Dear Fellow Amylin Shareholder:

        You have an important decision to make. You can elect a board whose management team has successfully developed and commercialized two products and is poised to deliver a potentially transformational drug—exenatide once weekly. Or you can elect individuals nominated by Carl Icahn and Eastbourne Capital Management, L.L.C. who offer no real strategy beyond cutting costs and selling the Company before you can realize the significant upside potential of exenatide once weekly.

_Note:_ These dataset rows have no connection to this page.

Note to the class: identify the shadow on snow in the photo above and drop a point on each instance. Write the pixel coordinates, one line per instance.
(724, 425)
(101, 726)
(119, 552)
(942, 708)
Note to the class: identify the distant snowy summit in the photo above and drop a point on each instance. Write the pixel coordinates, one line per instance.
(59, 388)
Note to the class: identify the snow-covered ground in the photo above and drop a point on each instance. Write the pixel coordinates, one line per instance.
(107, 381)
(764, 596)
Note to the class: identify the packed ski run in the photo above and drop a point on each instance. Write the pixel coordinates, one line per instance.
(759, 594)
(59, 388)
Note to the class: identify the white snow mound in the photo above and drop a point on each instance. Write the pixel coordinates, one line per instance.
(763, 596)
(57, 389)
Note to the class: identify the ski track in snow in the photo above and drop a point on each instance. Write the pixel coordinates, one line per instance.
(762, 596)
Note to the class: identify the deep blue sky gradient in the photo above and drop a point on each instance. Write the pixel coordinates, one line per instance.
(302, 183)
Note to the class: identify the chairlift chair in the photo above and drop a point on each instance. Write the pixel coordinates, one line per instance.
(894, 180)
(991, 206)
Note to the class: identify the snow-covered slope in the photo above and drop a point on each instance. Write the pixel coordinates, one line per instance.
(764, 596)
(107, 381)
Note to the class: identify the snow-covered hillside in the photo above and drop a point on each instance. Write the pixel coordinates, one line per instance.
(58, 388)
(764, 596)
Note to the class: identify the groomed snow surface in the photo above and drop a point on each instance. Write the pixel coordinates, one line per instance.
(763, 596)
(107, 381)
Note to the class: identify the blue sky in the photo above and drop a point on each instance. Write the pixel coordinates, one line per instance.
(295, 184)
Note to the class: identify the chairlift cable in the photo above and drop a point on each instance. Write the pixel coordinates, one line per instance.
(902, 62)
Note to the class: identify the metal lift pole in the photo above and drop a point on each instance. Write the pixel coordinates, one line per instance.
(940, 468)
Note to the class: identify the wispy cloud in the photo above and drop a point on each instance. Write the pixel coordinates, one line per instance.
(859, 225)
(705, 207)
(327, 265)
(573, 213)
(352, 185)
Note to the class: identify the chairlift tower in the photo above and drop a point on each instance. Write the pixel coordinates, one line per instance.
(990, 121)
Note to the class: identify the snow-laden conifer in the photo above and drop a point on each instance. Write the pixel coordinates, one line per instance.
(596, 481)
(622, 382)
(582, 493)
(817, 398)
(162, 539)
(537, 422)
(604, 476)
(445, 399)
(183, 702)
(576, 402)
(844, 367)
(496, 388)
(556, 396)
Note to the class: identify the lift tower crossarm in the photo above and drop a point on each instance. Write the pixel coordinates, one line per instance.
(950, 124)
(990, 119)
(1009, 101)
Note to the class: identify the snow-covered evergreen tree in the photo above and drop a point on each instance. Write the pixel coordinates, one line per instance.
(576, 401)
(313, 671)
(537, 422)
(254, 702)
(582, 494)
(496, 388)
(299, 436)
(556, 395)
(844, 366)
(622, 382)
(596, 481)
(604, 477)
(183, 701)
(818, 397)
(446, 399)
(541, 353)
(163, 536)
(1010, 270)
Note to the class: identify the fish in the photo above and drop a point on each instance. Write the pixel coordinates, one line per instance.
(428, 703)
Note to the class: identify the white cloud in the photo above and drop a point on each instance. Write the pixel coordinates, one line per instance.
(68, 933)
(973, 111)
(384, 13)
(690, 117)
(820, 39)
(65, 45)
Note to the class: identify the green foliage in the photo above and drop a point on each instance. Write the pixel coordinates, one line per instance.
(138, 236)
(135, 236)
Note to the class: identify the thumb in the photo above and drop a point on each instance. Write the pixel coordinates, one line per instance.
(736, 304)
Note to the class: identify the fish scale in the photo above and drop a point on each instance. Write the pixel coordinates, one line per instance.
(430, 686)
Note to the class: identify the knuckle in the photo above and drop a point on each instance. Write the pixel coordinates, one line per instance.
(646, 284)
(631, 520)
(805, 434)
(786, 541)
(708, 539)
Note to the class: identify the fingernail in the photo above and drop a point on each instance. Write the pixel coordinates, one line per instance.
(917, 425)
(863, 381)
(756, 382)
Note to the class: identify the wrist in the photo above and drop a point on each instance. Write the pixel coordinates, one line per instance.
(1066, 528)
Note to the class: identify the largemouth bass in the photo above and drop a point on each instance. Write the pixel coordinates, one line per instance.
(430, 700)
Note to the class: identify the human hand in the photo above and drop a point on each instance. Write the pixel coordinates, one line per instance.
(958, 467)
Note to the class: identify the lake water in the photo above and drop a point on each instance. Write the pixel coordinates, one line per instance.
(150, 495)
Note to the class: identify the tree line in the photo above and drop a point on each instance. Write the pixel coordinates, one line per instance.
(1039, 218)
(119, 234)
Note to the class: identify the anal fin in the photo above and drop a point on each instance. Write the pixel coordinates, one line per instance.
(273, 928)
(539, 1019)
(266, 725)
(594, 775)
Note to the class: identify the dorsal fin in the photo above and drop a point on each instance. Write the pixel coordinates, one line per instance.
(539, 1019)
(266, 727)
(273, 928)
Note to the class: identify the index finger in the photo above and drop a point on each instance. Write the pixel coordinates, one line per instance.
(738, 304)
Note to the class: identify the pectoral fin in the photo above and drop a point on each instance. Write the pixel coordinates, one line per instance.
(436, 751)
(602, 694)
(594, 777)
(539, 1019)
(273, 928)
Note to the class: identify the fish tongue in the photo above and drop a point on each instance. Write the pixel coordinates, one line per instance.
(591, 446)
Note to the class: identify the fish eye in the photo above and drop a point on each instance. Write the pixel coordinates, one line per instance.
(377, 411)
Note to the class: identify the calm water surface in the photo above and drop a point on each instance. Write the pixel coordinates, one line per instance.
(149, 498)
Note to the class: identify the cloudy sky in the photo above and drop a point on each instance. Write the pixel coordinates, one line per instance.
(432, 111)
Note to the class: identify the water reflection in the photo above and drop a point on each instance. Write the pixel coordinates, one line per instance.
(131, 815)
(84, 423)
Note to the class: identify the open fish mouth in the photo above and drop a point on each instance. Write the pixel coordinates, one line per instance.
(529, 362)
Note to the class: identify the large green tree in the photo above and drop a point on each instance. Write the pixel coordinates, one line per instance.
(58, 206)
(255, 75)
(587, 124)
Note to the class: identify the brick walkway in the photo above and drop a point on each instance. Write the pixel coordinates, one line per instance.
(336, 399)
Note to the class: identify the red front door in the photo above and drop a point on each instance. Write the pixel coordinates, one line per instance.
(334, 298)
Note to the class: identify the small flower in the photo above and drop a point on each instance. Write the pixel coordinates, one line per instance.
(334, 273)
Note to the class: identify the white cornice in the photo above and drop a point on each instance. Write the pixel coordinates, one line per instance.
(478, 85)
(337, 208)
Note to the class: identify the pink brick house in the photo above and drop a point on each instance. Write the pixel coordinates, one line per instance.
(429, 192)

At Amylin's Annual Meeting of Stockholders on May 27, 2009, you will have the opportunity to secure the Company's future by electing all 12 of Amylin's nominees by voting the BLUE proxy card.

YOUR BOARD OF DIRECTORS HAS PUT FORWARD A SLATE
OF HIGHLY-QUALIFIED NOMINEES

        Amylin's slate of Director nominees has:

    Extensive experience in biopharmaceuticals and diabetes

    Valuable sales and marketing expertise

    Significant depth across all functional areas

        In addition to the 10 current Directors standing for election, we are strengthening our Board by nominating two new Director nominees: Paul N. Clark, former Chairman, Chief Executive Officer and President of Icos Corporation, and Paulo F. Costa, former President and Chief Executive Officer of Novartis U.S. Corporation. Both bring additional commercial and operational expertise in the biopharmaceutical industry, which are key attributes requested by our shareholders.

        Therefore, we strongly urge you to vote the BLUE proxy card to elect your Board's nominees.

        If you have any questions or need any assistance voting your shares, please contact Innisfree M&A Incorporated, which is assisting the Company in this matter, toll-free at (877) 717-3926.

AMYLIN HAS TAKEN THE STEPS NECESSARY TO POSITION THE COMPANY
TO ACHIEVE SIGNIFICANT GROWTH

        Amylin has brought two new diabetes products to market, and our leading drug, BYETTA® (exenatide) injection, has been used by over one million people to treat their type 2 diabetes. The Company is now poised to capitalize on its market position with the highly anticipated launch of exenatide once weekly in 2010.

        Let us explain why we are so excited about exenatide once weekly and its significant potential to enhance the value of your investment in Amylin.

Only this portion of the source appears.